Mother Jones: John Kenneth Galbraith and the economics of the corporation

Posted on: Tue, 12/12/2006 - 16:27 By: Tom Swiss features commentary by James K. Galbraith on his father John Kenneth Galbraith's book The New Industrial State, in which he considers the large company not just as a seeker after profits but as an organization:

Corporations exist to control markets, and often to replace them. Business leaders reduce uncertainty not through clairvoyance (or "perfect foresight," as the economics textbooks call it), nor by confident exploitation of probability ("portfolio diversification"). They do it by forming organizations large enough to forge the future for themselves. In politics these are countries and parties; in economics, big corporations.

...Tasks must be subdivided so that organized knowledge—chemistry, metallurgy, optics, physics, genetics—can be brought to bear. The subdivided tasks must then be assembled. Customers must be found, and if possible committed, well in advance. These are the tasks of the Technostructure: the network of professionals who actually run organizations. Sometimes the planning goes wrong. But the uncertainties are mainly technical and organizational, rather than caused by the market. In an interesting example, Airbus has firm customers for its A380 at present; what it lacks are the actual planes.

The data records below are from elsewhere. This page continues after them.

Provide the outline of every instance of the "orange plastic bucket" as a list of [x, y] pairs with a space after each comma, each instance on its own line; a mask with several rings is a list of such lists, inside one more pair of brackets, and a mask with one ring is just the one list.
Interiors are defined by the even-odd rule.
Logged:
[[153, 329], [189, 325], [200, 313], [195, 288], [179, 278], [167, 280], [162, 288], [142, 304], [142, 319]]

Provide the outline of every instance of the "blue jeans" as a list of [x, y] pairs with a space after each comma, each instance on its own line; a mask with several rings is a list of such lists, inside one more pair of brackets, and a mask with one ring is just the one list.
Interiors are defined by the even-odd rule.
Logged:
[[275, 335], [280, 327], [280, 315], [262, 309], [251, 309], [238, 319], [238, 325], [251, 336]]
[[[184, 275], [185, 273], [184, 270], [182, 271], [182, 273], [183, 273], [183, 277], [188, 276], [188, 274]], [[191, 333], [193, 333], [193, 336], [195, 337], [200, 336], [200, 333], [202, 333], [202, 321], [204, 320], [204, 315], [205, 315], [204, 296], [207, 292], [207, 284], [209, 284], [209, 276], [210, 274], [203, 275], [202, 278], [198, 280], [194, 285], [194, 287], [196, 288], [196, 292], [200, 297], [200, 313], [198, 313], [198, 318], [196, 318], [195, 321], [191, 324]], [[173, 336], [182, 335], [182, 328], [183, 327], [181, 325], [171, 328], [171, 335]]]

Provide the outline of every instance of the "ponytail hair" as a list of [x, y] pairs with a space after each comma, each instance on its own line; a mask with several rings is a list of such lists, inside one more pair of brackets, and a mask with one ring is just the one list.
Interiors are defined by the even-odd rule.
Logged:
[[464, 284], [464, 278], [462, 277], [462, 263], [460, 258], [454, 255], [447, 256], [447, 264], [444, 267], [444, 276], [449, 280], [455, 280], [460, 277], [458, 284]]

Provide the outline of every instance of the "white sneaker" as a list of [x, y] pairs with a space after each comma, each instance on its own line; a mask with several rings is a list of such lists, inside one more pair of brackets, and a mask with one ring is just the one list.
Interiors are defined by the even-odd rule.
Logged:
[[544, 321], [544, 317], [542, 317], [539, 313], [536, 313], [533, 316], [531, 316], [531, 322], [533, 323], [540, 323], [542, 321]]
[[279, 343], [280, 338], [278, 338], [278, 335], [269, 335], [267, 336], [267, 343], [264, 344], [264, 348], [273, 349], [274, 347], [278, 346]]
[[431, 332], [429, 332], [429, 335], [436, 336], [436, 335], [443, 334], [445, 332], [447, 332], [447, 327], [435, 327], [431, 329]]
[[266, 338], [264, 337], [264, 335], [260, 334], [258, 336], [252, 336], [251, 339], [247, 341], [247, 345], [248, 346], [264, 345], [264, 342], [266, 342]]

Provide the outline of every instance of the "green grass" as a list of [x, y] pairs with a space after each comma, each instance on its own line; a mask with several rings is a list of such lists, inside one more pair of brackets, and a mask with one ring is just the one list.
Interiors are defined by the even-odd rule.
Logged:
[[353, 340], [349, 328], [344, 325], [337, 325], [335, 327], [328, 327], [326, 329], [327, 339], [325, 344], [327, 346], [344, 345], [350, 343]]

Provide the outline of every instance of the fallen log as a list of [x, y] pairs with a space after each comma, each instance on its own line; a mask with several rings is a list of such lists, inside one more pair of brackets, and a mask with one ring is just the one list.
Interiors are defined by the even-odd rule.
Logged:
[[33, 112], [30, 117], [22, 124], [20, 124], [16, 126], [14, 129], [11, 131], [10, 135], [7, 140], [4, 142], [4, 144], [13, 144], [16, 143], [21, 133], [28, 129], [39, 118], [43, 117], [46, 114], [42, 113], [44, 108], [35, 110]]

Once control passes to the organization, Galbraith wrote, it passes completely; the economics developed to describe the small firm and its owner-entrepreneur becomes obsolete. Corporations work for themselves, not for their shareholders. In particular, they do not maximize profits merely to pass them along. To think otherwise, he wrote, "one must imagine that a man of vigorous, lusty and reassuringly heterosexual inclination eschews the lovely and available women by whom he is intimately surrounded in order to maximize the opportunities of other men whose existence he knows of only by hearsay." Years later, when a few mainstream economists began to study the extreme detachment of shareholders from management, they called it the "principal-agent problem." The language wasn't as colorful, and the insights weren't any deeper.